Thinking out loud: African Freedom Day – Africa betrayed!

By Yona Musukwa

Today, Zambia joins the rest of Africa in commemorating Africa Freedom Day, a day dedicated to remember the struggle of liberation of the African continent from colonial rule. On this day we also commemorate 53-years of the founding of the Organisation of African Unity (OAU), now called African Union (AU).

Today, we take the opportunity to remember and salute many of our heroes and heroines who volunteered their lives in the cause for Africa’s struggle and liberation. We remember Kwame Nkrumah, Julius Nyerere, Nelson Mandela, Patrice Lumumba, Thomas Sankara, Kenneth Kaunda, Ben Bella and many others. Through them we remember the role of ordinary people, the unsung heroes without whom the liberation struggle could have been impossible.

On this day, we also pause and reflect on the current political and economic status of Africa in general and Zambia in particular. The dictum: “nothing has changed”, while mathematically inaccurate, is the widespread common sense that reverberates many years after the formal end of colonialism. The colonial scaffolding may be gone but the building remains. The same revolutionary beliefs for which our forbearers fought are still an issue around Africa – the belief in human rights, democracy, equality, rule of law and end to poverty.

We, the people, still remember the hope, the promise of democracy, the reconstruction and development promises that are still not met. We acknowledge the contradictions, the disappointments, the anger, the sadness, the pain, the unfairness of it all. But we still remember why we wanted freedom so much.

And yet, the task and struggle for political, social and economic development moves on. It moves on because it is a well-established fact that Africa is still in the vicious grip of grotesque inequalities, poverty, civil wars, human rights abuses and social injustice perpetuated by a different coloniser – its own black brothers and sisters. As Frantz Fanon observed many years ago, “the curse of post-colonial Africa were the leaders who took over from the colonialists only to become black colonialists themselves”.  This is the fierce urgency of now! Africa has been betrayed by its own leaders.

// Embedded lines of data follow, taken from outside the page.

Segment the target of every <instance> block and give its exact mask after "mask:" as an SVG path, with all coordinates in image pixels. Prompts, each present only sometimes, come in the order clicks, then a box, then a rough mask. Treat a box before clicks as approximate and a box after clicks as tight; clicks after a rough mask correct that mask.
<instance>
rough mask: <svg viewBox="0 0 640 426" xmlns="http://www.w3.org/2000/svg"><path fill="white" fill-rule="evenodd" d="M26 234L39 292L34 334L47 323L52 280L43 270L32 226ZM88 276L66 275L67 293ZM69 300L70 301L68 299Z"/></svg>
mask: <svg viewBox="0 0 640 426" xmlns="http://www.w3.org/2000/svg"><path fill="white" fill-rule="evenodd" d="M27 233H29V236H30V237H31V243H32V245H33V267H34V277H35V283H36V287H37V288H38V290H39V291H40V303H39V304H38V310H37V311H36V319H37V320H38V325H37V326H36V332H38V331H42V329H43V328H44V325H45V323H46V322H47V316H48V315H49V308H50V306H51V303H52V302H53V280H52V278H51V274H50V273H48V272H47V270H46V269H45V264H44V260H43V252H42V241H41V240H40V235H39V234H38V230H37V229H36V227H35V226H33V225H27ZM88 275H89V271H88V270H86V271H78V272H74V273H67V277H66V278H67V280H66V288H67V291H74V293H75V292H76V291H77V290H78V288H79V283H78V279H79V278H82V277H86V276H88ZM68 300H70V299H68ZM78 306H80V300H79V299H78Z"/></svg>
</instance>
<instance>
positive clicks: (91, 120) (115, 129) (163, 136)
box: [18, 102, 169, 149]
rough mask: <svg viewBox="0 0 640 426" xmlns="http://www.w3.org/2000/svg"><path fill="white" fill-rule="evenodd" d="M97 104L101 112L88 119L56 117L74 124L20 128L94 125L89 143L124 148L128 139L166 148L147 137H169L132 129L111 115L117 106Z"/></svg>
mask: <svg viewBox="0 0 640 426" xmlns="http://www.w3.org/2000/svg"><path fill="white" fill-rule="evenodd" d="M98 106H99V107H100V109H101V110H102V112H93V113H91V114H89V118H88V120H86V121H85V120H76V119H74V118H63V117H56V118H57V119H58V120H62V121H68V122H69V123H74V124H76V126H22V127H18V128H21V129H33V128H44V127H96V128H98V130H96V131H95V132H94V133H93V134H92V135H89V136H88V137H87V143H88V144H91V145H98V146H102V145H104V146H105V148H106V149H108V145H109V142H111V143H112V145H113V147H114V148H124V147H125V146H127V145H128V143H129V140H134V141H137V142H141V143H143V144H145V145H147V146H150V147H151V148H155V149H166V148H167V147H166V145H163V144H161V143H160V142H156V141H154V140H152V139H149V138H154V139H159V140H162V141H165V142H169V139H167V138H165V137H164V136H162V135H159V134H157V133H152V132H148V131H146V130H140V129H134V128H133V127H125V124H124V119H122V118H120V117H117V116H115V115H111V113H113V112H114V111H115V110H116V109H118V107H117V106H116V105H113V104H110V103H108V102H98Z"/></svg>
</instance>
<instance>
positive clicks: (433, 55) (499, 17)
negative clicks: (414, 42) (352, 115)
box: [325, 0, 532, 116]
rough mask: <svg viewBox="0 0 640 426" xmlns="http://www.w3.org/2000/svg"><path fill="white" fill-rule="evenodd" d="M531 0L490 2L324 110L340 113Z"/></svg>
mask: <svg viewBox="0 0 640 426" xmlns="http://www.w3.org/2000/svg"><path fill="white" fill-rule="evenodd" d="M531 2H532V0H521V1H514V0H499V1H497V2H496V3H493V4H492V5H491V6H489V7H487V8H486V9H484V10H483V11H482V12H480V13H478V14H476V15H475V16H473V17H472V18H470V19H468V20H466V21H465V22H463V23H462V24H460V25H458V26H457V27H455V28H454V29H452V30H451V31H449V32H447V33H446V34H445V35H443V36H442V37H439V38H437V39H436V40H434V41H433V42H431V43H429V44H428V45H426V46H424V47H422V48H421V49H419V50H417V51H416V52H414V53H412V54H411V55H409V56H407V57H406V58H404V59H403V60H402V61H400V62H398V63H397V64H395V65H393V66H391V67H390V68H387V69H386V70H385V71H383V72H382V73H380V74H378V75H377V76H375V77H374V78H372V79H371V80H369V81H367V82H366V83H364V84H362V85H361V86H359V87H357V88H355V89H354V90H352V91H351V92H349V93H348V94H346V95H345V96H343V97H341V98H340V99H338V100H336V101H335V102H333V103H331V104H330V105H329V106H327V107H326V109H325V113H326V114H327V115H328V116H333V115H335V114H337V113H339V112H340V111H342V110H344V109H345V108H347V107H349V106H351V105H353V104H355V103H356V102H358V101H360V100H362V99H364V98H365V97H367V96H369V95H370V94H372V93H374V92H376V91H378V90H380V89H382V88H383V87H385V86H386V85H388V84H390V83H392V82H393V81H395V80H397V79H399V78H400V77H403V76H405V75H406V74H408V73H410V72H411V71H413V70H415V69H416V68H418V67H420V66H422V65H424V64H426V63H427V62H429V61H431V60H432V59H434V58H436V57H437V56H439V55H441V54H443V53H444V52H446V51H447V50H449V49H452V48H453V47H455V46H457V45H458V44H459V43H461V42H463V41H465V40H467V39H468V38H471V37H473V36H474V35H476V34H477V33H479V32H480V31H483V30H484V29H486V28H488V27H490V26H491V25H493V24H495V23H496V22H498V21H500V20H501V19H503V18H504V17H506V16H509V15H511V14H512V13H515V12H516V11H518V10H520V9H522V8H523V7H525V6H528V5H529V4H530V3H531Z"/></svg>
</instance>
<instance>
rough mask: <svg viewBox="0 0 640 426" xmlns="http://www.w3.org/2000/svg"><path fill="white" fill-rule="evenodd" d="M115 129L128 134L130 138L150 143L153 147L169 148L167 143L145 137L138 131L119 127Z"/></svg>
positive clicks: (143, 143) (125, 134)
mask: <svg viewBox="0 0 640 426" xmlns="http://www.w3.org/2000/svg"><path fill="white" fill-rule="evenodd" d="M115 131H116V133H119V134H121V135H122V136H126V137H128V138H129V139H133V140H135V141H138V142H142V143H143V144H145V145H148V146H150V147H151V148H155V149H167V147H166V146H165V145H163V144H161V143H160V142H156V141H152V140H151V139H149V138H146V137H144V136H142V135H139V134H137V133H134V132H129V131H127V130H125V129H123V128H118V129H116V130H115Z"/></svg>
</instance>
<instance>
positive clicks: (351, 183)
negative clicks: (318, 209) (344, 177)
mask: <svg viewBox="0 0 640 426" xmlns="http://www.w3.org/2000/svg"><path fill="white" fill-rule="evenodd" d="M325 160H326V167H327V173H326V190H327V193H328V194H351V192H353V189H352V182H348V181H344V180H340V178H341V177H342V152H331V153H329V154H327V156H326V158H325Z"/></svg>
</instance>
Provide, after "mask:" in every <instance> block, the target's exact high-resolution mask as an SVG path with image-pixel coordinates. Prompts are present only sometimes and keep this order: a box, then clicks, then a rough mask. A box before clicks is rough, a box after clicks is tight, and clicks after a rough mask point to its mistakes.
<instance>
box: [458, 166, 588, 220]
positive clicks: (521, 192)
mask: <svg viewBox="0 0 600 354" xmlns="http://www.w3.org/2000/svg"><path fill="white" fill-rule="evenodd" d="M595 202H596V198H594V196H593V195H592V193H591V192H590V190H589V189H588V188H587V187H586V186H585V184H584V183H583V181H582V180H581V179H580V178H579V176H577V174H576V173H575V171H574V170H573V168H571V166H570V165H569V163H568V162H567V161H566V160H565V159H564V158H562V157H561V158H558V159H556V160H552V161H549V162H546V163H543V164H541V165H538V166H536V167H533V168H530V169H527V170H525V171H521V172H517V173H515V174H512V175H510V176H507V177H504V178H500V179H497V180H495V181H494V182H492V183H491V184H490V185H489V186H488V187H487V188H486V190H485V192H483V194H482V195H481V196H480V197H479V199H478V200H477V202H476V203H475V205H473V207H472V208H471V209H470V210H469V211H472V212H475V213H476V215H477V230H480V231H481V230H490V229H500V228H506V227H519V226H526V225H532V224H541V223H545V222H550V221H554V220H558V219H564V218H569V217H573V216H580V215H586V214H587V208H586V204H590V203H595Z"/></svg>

While colonialism was rolled back, it would be naïve and even dishonest to argue that what replaced the paternalism of Western European powers in Africa were democracies. It was most often traded for undemocratic corrupt regimes. For the most part, elites and opportunists of liberation movements quickly consolidated themselves in all the countries where colonial powers were ousted.

Again it’s Frantz Fanon, who wrote that: “Each generation must discover its mission, fulfil it, or betray it…” It’s up to the new generation of Africans that must take a conscious decision to revive and strengthen participation in social, economic and above all political governance, because it is in politics where ideas of a just society are properly and uncompromisingly expressed. The new African generation must continue to fight for a just and humane Africa, a democratic Africa, a prosperous Africa and Africa of shared opportunities and shared responsibilities.

The struggle continues. All of us know that, by definition, all struggles are not, to quote Nelson Mandela, an “easy walk to freedom”. Accordingly, our own continuing struggle will also not be an easy walk to freedom.

The message is simple: #TheStruggleContinues!